Wednesday, October 03, 2012

Parole revocations decline thanks to expanded programming

Parole revocation hearings increased last year "due to a lawsuit ruling that mandated increased preliminary hearings - queries designed to determine whether a parolee violated a law," reported the Houston Chronicle ("Parole hearings rise but revocations drop, state says," Oct. 2), but actual parole revocations continued their decade-long decline, "as officials sentenced violators to short-term stays in intermediate facilities or ordered them to attend substance abuse sessions."

Go here for Grits' coverage of the court case that required the parole board to hold so many additional hearings.

The reduction in actual revocations is good news and is largely attributable to expanded programming and construction of Intermediate Sanction Facilities (ISFs) where parolees can be sent for short rehabilitative stints instead of being revoked back to prison for the remainder of their sentences. ISFs were part of the 2007 probation/parole reforms sponsored by state Sen. John Whitmire and Rep. Jerry Madden, and the resulting reduced incarceration is directly attributable to those measures.

In other news, reported the Chronicle:
Agency officials also heard promising reports concerning expansion of a program for parole-eligible sex offenders. As many as 27,000 of the state's approximately 152,000 inmates are serving time for sex offenses, and even more are imprisoned for crimes that had a sexual component.

Board member Corinth Davis reported that 2,795 of 2,830 inmates enrolled in a new nine-month program for medium-risk offenders had successfully completed the program. The medium-risk program, which augments similar efforts for low- and high-risk offenders, was created two years ago. Davis said 2,744 of 3,107 inmates successfully completed the program, which consists of individual and group counseling, in its first year.

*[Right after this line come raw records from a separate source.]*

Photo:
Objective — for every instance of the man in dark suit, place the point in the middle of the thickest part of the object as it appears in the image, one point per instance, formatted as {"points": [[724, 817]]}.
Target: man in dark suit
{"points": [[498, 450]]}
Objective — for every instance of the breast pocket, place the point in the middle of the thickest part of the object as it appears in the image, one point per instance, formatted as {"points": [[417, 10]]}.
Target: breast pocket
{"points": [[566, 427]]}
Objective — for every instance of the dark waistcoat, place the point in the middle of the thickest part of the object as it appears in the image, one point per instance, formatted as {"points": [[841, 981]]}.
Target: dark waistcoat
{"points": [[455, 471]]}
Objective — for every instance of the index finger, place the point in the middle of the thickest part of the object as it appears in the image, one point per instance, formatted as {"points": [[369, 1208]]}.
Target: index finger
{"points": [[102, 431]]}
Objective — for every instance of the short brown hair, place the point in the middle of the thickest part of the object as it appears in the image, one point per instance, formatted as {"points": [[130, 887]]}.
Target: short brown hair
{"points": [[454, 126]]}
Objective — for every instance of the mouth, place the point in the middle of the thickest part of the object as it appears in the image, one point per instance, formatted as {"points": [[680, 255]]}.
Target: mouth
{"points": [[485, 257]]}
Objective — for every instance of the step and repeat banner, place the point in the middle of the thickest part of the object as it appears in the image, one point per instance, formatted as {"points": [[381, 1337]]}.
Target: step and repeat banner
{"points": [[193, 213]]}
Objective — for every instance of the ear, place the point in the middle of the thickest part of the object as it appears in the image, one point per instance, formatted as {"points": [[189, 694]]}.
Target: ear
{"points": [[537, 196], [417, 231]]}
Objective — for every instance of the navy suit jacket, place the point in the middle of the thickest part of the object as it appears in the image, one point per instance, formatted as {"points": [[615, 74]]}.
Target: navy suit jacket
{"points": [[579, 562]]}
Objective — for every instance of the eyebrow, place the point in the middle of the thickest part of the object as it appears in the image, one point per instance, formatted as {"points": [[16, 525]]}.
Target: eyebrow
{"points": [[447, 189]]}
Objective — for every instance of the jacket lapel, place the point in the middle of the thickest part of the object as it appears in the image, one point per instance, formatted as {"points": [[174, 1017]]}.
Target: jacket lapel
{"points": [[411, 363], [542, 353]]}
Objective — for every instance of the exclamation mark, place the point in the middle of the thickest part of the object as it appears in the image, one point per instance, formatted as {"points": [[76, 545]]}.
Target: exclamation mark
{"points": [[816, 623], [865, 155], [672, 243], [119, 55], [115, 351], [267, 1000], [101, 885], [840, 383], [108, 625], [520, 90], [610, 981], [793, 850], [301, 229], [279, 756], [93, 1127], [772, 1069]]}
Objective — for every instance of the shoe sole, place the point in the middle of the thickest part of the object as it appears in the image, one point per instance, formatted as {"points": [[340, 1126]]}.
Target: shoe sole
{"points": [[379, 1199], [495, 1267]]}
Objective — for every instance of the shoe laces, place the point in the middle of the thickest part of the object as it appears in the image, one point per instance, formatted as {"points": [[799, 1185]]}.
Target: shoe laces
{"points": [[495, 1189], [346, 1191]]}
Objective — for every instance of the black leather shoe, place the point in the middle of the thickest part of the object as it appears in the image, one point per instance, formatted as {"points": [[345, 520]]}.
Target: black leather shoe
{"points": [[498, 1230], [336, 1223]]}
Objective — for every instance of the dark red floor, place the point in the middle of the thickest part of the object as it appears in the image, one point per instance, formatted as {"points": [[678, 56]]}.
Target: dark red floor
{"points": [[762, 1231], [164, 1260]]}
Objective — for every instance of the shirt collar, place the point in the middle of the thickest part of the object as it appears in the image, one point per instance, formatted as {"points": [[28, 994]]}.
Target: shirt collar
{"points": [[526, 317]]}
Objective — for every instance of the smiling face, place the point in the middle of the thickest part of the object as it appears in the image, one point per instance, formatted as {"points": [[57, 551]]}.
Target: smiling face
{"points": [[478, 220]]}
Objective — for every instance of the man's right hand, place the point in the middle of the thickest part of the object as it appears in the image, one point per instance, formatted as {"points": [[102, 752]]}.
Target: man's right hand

Inmates must successfully finish the program in order to be paroled.

1 comment:

Anonymous said...

In May of 2000, a blue warrant was issued for my arrest for a technical violation. In 2009, I was arrested and was sent back to prison. I had never had any problems with my parole prior to the technical violation that resulted in my parole violation. No programs were even considered in my revocation. They simply sent me back to prison. Please don't get me wrong, I am not saying that my parole should not of been violated but it really smarted when I was sent articles to read that stated that the parole board in most cases tried other alternatives / sanctions verses outright sending someone back to prison. During my incarceration I ran into a lot of people who were treated the same way. I have a question for the editor here and that is, do you know of any government code in Texas that allows the parole board to continue to charge a parolee supervision fees while they are pending arrest on blue warrant? When I reported on my release date this year I got a nasty surprise to find out that I allegedly owe over a thousand dollars in unpaid supervision fees. I was current prior to the blue warrant being issued.